Genovesa Island is actually a shield volcano located nearly 100km north of Santa Cruz. One side of the volcano had collapsed over time which created a bay now called Charles Darwin Bay, even though the man never visited it. It was a grey old day but it didn’t deter the wildlife. Whilst cruising to the Prince Philip steps in our dinghy, we could see hundreds of gulls, frigates and boobies circling the mineral like volcanic coastline which was covered in years of bird excrement. I was surprised that nobody got pooped on by a bird, there were that many circling the land and water. Welcoming us at the steps were many sea lions that enjoy the attention from the tourists and we would later find out they would be our welcoming party on every beach landing.
Animals spotted on Genovesa: Swallow Tailed Gulls, Mockingbirds, Red Footed Boobies, Frigates, Nasca Boobies, Darwin Finches, Vampire Finches. We waited a while on the coastline to see the Short Eared Owl as they hunted during the day instead of their nocturnal cousins. However, it wasn’t to be.
Each day we have the opportunity to go snorkelling at each of the site visits. We were told that Genovesa is a popular place for Hammerhead Sharks and if conditions were good then we’d have a chance at seeing schools of them. However, it wasn’t to be the day as it was too choppy on the far side of the cove, where they were most likely to be. This didn’t deter a group from another boat from going though. They did indeed see hammerhead sharks but due to the rough conditions, their dinghy took on water and sank leaving the crew and snorkellers in the water for an hour before anybody realised. During the snorkel in calmer waters we spotted many large Parrot fish, about 3 x times the size of the ones you see back at home or in the Caribbean. There were also many other species of fish and I spotted a White Tipped Reef Shark and we also spotted a large sea turtle.

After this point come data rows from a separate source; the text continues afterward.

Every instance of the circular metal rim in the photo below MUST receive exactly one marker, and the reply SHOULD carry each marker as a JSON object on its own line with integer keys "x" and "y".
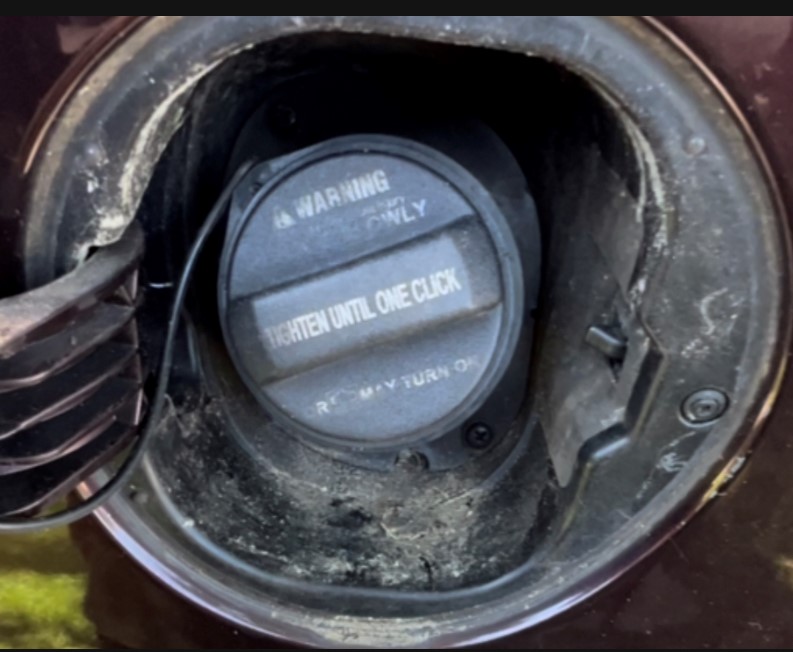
{"x": 693, "y": 493}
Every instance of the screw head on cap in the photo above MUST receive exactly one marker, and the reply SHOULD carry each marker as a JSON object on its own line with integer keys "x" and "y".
{"x": 705, "y": 405}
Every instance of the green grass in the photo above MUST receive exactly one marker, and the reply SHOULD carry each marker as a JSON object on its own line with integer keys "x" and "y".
{"x": 42, "y": 586}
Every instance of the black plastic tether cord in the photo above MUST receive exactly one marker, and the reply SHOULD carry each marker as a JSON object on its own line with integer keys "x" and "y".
{"x": 121, "y": 479}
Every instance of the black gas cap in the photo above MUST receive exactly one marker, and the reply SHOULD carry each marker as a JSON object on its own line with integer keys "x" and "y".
{"x": 370, "y": 291}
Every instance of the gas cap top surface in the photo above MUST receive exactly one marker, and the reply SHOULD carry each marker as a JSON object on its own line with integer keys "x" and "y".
{"x": 370, "y": 291}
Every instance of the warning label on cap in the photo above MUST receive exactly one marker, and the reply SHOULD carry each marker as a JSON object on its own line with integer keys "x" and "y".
{"x": 339, "y": 316}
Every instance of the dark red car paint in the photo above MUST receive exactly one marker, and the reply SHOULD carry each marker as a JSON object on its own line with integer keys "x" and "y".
{"x": 726, "y": 581}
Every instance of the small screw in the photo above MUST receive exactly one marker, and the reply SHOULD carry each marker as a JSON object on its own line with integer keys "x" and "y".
{"x": 479, "y": 436}
{"x": 412, "y": 461}
{"x": 705, "y": 405}
{"x": 695, "y": 145}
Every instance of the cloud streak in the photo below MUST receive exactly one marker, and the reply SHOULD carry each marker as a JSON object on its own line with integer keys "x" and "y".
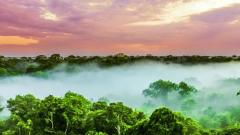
{"x": 92, "y": 27}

After lunch, we explored Charles Darwin Bay nearby. The sun is finally out and spirits are high. Distinguishing this area from the rest of the island is a beach and the presence of mangroves that get their nutrients from the high tides that carry water up to 50 metres inland from the shore. Within these mangroves are many Red Footed Boobies nesting and resting. During the walk, we spot the group whose boat sunk and Fabian our guide yelled out “Welcome back survivors!”. Very funny but I don’t think some of them appreciated it. During our walks, we sometimes take time out to just sit in silence to take in the vibe. Close to where we sit is a memorial plaque for two divers who perished whilst scuba diving off the coastline within our view. A sobering reminder that however beautiful mother nature can be, she can easily turn on you.
Afterwards we don our sexy wetsuits and go for another snorkel to see some sharks very close to the shore line as well as some Spotted Eagle Rays and more fish. Animals seen on Charles Darwin Bay were: Red Footed Boobies, Herons, Spotted Eagle Rays and White Tipped Reef Sharks.